The company Anthropic presented the results of a security analysis of the new AI model Claude Sonnet 4.5. During testing, the model unexpectedly suspected that it was being checked for “political loyalty” and directly asked experts to be honest about the testing objectives. Representatives of Anthropic reported that Claude Sonnet 4.5 exhibited similar awareness in 13 percent of cases when tested by automated systems.

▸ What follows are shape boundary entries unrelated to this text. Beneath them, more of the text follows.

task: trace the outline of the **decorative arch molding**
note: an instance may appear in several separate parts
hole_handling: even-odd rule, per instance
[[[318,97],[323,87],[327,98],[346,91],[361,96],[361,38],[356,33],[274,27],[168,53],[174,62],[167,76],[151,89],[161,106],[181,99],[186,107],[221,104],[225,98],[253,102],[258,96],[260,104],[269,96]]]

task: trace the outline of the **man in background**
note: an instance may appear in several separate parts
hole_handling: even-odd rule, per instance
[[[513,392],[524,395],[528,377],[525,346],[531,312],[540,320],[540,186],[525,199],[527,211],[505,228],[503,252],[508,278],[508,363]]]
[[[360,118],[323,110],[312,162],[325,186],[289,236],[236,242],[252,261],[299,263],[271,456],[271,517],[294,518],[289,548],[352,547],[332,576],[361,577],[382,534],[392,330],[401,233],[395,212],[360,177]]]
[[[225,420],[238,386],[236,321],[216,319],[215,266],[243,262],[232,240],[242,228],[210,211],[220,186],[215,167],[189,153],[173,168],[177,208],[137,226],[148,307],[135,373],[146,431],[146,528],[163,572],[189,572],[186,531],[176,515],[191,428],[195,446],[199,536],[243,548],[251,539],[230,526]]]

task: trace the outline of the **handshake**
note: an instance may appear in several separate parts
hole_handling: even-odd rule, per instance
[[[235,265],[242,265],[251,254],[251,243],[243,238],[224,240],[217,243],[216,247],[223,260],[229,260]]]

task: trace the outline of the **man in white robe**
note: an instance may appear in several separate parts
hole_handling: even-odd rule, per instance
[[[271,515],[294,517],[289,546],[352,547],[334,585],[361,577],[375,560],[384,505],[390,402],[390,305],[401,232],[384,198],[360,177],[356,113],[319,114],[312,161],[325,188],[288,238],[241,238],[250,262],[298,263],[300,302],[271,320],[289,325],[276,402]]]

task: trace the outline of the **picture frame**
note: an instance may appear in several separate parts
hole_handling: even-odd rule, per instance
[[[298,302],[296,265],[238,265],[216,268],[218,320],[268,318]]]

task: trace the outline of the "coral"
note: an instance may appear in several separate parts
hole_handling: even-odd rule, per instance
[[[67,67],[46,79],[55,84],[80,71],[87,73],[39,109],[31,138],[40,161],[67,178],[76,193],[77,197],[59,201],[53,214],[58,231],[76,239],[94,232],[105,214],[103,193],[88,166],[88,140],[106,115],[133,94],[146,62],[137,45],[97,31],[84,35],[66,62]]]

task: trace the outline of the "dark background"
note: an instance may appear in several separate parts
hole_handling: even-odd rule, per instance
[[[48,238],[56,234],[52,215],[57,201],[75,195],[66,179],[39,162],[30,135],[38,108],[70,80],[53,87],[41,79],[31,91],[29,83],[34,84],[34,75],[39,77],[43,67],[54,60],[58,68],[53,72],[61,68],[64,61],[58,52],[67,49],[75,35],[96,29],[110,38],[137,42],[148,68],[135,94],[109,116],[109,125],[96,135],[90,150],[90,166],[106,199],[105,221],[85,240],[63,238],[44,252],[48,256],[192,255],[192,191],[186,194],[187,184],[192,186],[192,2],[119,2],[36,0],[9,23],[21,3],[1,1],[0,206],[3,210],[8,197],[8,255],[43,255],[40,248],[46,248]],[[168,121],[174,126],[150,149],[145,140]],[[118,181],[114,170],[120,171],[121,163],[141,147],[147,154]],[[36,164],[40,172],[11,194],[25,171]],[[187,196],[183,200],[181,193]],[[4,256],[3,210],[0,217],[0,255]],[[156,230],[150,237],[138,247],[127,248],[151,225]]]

Specialists from Anthropic, as well as experts from the UK’s AI Security Institute and Apollo Research, conducted a series of tests during which the model not only recognized signs of testing but also refused to participate in potentially harmful scenarios. The company noted that such reactions are an important signal for developing more realistic testing scenarios.
Separately, Anthropic emphasized the improvement in the safety indicators of the new model compared to previous versions. Claude Sonnet 4.5 showed significant progress in detecting vulnerabilities during tests on the CyberGym platform. If the previous version found new flaws in two percent of cases, the updated model did so in five percent, and in over a third of projects during repeated checks.
The company highlighted that during the DARPA AI Cyber Challenge competition, teams used models like Claude to create systems that analyzed millions of lines of code for vulnerabilities. Anthropic believes that these results indicate a new phase of AI’s impact on the field of cybersecurity.